实践可知版本很重要(未能在使用前就了解全面)
python版本3.6 Tensorflow1.10.0
不支持Python2 不支持tensorflow2.0,python3.7以上只能安装tensorflow2.0以上版本 tensorflow与python版本对应
tensorflow版本1.2.0(错误)
BERT需要基于tensorflow,所以安装tensorflow。初始安装了tensorflow最新的2.0版本,报错。查看tensorflow安装文档 安装 TensorFlow 2 用pip安装的tensorflow2.0报错,提示没有NVIDIA。发现自己的电脑不是独立显卡,只能允许与CPU。不过新版文档显示“对于 1.15 及更早版本,CPU 和 GPU 软件包是分开的”,那也就是说新版本应该是两个软件包不分开,应当都支持,但是实际安装报错,不知道问题出在哪里。 同时tensorflow2.0以后不支持bert_serving,选择降低tensorflow版本tensorflow-1.2.0。
python版本3.5->3.6(正确)
tensorflow-1.2.0对应的python版本为3.5~3.6,选择较低的3.5版本
tensorflow-1.2.0 3.5-3.6
python降到3.5版本后,pip指令出现SyntaxError: invalid syntax错误
PS F:\kg\zhuanan> python -m pip install --upgrade pip
Error processing line 1 of D:\python-data\site-packages\distutils-precedence.pth:
Traceback (most recent call last):
File "C:\Users\hfore\AppData\Local\Programs\Python\Python35\lib\site.py", line 167, in addpackage
exec(line)
File "<string>", line 1, in <module>
File "D:\python-data\site-packages\_distutils_hack\__init__.py", line 194
f'spec_for_{name}',
^
SyntaxError: invalid syntax
Remainder of file ignored
Traceback (most recent call last):
File "C:\Users\hfore\AppData\Local\Programs\Python\Python35\lib\runpy.py", line 193, in _run_module_as_main
"__main__", mod_spec)
File "C:\Users\hfore\AppData\Local\Programs\Python\Python35\lib\runpy.py", line 85, in _run_code
exec(code, run_globals)
File "D:\python-data\site-packages\pip\__main__.py", line 29, in <module>
from pip._internal.cli.main import main as _main
File "D:\python-data\site-packages\pip\_internal\cli\main.py", line 57
sys.stderr.write(f"ERROR: {exc}")
^
SyntaxError: invalid syntax
配置pycharm中的python,报错 File->Setting 在最新的pycharm2021.2版本中,python Interpreter不支持python3.5。
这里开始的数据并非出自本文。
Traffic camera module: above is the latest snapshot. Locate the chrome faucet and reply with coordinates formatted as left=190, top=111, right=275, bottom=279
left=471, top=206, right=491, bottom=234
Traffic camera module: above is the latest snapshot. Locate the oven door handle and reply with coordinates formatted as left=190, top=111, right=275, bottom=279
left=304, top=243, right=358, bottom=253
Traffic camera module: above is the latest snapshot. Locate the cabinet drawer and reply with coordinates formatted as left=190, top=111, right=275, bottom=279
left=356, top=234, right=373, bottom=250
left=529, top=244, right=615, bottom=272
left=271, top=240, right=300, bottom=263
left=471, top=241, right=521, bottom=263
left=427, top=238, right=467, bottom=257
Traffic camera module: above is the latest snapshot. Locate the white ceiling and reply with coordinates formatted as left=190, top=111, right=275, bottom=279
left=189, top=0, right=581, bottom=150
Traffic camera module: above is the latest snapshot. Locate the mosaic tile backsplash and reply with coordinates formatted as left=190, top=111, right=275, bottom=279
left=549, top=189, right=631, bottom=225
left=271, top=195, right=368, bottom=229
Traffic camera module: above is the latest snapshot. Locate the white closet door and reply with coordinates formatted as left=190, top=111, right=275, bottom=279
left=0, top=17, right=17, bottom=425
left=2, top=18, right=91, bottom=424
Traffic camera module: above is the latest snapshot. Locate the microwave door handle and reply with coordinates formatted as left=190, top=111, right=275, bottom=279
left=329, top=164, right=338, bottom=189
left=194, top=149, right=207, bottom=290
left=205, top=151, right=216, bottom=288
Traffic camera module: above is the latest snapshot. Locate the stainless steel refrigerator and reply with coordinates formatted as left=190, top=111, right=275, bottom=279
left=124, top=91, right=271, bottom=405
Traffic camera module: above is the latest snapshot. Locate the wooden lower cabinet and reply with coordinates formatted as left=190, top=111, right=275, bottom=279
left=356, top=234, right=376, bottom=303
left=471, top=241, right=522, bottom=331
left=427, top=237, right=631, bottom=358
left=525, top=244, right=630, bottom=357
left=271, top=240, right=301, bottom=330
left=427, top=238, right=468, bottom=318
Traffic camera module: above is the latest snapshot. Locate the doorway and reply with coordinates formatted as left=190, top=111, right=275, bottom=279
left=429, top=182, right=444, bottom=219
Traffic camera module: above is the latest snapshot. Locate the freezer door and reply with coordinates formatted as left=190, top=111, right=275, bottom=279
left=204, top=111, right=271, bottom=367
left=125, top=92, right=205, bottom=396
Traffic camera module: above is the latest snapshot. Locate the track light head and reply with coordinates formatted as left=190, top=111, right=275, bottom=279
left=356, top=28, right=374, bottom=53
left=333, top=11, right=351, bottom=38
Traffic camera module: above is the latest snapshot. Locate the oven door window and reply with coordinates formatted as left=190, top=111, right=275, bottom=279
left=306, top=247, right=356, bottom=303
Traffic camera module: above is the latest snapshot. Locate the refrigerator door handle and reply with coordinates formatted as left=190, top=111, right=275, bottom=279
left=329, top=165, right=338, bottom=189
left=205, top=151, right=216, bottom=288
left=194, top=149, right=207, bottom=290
官方已经将python3.5放弃,所以pycharm不支持python3.5,升级python版本为3.6
tensorflow版本1.10.0(正确)
pip install tensorflow==1.2.0
pip install bert-serving-server
pip install bert-serving-client
pip install Elasticsearch
pip install flask
pip install helpers
pip install CORS
运行后,报错。Tensorflow 版本不对。故卸载重新安装
ModuleNotFoundError: Tensorflow >=1.10 (one-point-ten) is required!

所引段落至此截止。